Впоследствии идея демократической диффузии была детально проработана в двух аналитических моделях. В их рамках международный контекст любой страны складывается преимущественно из сети отношений с соседними странами из своего региона. Как таковой он не включает государства, международные организации и другие субъекты, функционирующие в более отдаленных частях мира. Дэниэл Бринкс и Майкл Коппедж[322] проанализировали масштабы и направления смены режимов в ряде стран с период с 1972 по 1996 г. Они обнаружили, что государства склонны к смене политических режимов, чтобы соответствовать общему уровню демократии или автократии в своем окружении, а страны, находящиеся в сфере влияния США, особенно склонны к демократии. Бринкс и Коппедж также показали, что страны стремятся следовать тому направлению, которым идет большинство других стран мира[323]. По их мнению, «любая модель, которая исследует детерминанты демократизации и не принимает во внимание такие пространственные отношения, является недостаточно точной»[324]. Вторая модель диффузии демократизации была разработана и проверена Кристианом Скреде Гледичем и Майклом Д. Уардом[325]. Эти исследователи обнаружили, что вероятность превращения автократии в демократию значительно повышается, если большинство соседних государств являются демократическими или же находятся в состоянии перехода к демократии[326]. По их мнению, «заметна тенденция к постепенным изменениям в сторону соответствия региональному контексту, и переход в одной стране часто распространяется на другие связанные государства»[327].
Хотя модели диффузии достаточно убедительно продемонстрировали, что в ходе многих недавних примеров демократизации имел место эффект диффузии, эти модели не способны показать, как именно происходит диффузия и по каким каналам идеи и институты демократии распространяются среди соседних государств и обществ. Слабые стороны модели диффузии отмечали Бринкс и Коппедж[328], которые признали, что «суть нашей проверки не дает возможность провести какое-либо эмпирическое исследование природы каузальных механизмов; самое большее, что мы можем предложить в этом отношении, – это набросок теории, согласно которой подражание примеру соседей вероятно». Гледич и Уард[329] также отметили, что «трудно в полной мере определить весь спектр возможных процессов демократизации на микроуровне и показать влияние на них международных факторов при построении агрегированной модели».
7.1. Ключевые положения
• В большинстве исследований демократизации предмет исследования рассматривается как внутренний вопрос, при этом незначительное внимание уделяется влияниям, исходящим из внешней среды.
• Международные аспекты демократизации были определены как демократизация посредством «конвергенции», «проникновения в систему», «интернационализации внутренней политики» и «диффузии».
Стратегии США и Европейского союза по продвижению демократии
Большинство теорий демократизации описывает международный контекст как «структуру», у которой нет общей логики, общего дизайна, конечной цели и лидера.

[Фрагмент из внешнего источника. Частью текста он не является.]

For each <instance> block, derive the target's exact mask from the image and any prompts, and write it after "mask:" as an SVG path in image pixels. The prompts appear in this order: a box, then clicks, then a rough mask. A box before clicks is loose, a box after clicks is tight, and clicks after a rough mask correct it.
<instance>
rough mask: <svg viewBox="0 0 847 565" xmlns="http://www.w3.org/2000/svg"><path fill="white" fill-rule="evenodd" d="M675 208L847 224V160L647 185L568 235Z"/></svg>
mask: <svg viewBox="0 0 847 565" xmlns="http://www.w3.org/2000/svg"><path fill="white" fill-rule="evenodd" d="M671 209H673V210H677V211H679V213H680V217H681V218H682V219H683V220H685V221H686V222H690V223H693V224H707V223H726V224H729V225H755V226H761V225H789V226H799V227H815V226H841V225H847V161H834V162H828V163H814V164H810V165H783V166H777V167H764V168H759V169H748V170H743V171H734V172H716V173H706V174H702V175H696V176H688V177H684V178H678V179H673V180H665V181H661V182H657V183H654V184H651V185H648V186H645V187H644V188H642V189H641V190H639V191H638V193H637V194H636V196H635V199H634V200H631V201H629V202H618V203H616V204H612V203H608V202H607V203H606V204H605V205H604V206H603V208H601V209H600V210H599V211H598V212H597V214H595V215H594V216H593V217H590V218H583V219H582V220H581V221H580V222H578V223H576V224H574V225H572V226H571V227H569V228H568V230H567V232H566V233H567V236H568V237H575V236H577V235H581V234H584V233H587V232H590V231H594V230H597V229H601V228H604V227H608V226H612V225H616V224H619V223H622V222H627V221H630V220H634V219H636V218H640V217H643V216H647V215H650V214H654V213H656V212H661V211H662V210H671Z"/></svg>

Как правило, функции действующих агентов (agency) приписываются военным, политическим партиям, элитам и другим социальным группам в конкретной стране, которые реагируют на различные, зачастую противоположные, сигналы и влияния, исходящие из международного окружения. В то же время в получивших широкое распространение с конца 1980‑х годов теориях «продвижения демократии» международный контекст превратился в «глобального агента», будь то отдельно взятое государство, как США, наднациональная организация, как Европейский союз, международная организация, как ООН, или транснациональная правозащитная сеть, подобная Amnesty International. Этот глобальный агент, не пассивная и медлительная структура, а сознательно и намеренно действующая сила, стремящаяся поделиться со странами новым образом мыслей, новыми институтами и моделями поведения во имя открыто заявленной цели продвижения демократии в этих странах. Согласно Питеру Бернеллу[330], «индустрия продвижения демократии стала транснациональной и достигла небывалых размеров. Текущие расходы составляют от 5 до 10 млрд долл. ежегодно».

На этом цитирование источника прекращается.